There are four county telephones and a direct line to the Plattsburgh Air Force Base. The latter insures instant response from the base fire department.
An electric status board keeps track of all vehicles through the use of lights—red for out of service on emergency, amber for out of service for repairs, and white for a department siren out of order, a situation requiring a call by telephone.
The fire coordinator, a full-time county fire officer, has an office in the center with duplicate telephones and a radio microphone on his desk. On first alarms, the coordinator stations himself at the center and assists the dispatcher. He responds on second alarms and assists the officer in charge, summons such aid as may be requested and, if necessary, establishes a field radio command post.
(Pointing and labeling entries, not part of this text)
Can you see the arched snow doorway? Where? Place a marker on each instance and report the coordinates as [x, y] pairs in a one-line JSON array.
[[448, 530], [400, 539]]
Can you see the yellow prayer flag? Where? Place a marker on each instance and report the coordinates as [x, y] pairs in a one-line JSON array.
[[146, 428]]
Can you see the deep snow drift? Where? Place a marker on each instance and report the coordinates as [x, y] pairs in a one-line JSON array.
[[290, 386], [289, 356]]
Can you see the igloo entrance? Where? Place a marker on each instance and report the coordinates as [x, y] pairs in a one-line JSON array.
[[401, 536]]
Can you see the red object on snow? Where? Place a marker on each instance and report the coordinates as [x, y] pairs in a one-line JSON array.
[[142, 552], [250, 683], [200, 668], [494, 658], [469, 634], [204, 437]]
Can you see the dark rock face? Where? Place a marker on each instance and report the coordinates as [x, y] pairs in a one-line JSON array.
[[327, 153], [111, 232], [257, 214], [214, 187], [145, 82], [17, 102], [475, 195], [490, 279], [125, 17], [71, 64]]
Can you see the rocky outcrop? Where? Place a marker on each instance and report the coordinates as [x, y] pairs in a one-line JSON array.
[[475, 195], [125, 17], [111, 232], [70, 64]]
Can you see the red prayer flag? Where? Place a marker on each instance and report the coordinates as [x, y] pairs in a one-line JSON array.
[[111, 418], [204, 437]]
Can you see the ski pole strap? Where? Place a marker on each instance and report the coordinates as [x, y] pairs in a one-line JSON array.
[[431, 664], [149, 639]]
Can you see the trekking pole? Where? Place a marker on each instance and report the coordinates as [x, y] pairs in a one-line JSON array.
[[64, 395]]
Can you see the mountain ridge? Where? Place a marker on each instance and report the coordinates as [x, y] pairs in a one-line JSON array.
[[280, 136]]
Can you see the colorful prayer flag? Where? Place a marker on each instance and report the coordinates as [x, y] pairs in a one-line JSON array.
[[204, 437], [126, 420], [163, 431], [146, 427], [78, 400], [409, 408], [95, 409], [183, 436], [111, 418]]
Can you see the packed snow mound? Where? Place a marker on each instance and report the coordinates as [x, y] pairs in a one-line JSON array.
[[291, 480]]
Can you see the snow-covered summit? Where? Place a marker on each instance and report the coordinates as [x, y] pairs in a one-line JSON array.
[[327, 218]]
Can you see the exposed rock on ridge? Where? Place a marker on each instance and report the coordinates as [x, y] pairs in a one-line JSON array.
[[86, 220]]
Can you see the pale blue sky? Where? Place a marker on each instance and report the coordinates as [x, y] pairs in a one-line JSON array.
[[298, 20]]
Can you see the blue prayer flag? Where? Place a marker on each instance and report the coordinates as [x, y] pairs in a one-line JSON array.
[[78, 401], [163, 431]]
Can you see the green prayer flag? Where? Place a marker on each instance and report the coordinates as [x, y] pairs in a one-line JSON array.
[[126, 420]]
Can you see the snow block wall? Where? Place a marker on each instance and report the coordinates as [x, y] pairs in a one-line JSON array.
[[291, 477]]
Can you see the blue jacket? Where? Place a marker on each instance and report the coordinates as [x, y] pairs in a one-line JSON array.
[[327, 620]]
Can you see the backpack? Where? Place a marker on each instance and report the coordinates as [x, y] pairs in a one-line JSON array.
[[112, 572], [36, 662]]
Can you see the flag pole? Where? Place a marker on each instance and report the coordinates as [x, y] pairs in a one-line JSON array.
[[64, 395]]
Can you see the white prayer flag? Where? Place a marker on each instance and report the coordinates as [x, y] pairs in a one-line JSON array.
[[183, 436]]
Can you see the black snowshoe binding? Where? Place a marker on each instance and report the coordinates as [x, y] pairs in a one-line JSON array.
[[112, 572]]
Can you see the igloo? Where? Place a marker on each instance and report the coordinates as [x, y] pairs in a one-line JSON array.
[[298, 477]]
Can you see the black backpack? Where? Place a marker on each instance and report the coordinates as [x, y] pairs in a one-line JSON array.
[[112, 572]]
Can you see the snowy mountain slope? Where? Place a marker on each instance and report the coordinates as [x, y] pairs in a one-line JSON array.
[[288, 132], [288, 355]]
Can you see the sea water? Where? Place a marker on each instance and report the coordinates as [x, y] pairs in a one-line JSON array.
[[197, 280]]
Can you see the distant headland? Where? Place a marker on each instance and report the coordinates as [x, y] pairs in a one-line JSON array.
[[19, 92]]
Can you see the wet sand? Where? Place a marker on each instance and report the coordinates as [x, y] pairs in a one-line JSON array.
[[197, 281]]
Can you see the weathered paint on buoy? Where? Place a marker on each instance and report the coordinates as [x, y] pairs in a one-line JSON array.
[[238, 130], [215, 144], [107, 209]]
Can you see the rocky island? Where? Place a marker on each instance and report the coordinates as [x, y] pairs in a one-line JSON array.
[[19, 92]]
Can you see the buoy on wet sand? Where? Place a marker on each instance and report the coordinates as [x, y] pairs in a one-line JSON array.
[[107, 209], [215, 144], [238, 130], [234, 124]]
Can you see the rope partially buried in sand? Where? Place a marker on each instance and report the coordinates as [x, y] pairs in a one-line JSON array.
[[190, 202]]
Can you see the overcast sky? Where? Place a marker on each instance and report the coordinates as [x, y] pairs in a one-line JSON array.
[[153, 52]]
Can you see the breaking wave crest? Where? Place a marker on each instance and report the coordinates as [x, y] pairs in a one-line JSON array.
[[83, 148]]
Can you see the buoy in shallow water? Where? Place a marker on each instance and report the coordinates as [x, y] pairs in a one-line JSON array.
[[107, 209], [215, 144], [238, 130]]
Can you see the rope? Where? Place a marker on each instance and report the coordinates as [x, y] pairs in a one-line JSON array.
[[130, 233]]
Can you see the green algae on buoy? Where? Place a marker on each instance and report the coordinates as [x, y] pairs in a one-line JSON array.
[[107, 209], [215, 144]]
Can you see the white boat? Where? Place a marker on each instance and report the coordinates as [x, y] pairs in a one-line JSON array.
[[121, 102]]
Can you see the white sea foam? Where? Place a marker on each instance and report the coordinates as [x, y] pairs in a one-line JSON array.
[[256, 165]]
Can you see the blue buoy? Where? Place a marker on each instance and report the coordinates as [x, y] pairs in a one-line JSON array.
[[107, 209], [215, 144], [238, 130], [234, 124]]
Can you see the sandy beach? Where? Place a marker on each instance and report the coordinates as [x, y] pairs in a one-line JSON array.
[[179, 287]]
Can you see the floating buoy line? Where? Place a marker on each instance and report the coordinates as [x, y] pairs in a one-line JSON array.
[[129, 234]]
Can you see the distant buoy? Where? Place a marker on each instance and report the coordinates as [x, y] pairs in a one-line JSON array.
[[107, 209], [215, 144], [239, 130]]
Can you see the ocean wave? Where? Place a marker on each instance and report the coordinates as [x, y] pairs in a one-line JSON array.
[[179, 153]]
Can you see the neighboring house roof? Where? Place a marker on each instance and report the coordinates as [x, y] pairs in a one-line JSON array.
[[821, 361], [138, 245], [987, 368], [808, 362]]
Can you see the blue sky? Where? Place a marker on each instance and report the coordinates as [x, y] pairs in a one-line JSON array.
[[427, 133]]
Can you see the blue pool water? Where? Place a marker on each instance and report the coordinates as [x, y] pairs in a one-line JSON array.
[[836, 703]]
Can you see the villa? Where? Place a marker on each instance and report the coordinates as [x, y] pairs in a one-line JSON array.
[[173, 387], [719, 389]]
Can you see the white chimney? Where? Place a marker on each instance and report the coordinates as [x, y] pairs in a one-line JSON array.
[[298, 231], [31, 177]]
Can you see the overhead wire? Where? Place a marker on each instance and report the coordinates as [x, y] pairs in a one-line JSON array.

A deputy fire coordinator in charge of communications is summoned to the control center on second alarms to replace the coordinator. On additional alarms, a second deputy coordinator reports to headquarters to assist cover companies and a third deputy reports to the emergency to assist the coordinator. In the county, deputy coordinators are in charge of their respective areas and act as coordinators. The county emergency van, a field radio command vehicle, responds on all third alarms.
Planned mutual aid response relieves the requesting officer of designating which companies are to respond, and covering companies are automatically activated.
Under the direction of the county coordinator, Clinton County provides a rescue service on Lake Champlain with a 26-foot patrol-rescue boat equipped with a portable pump and short hose lines.
The county mutual aid system has extended its service into the Province of Quebec under a formal agreement and is helping 12 Canadian towns establish their own mutual aid system.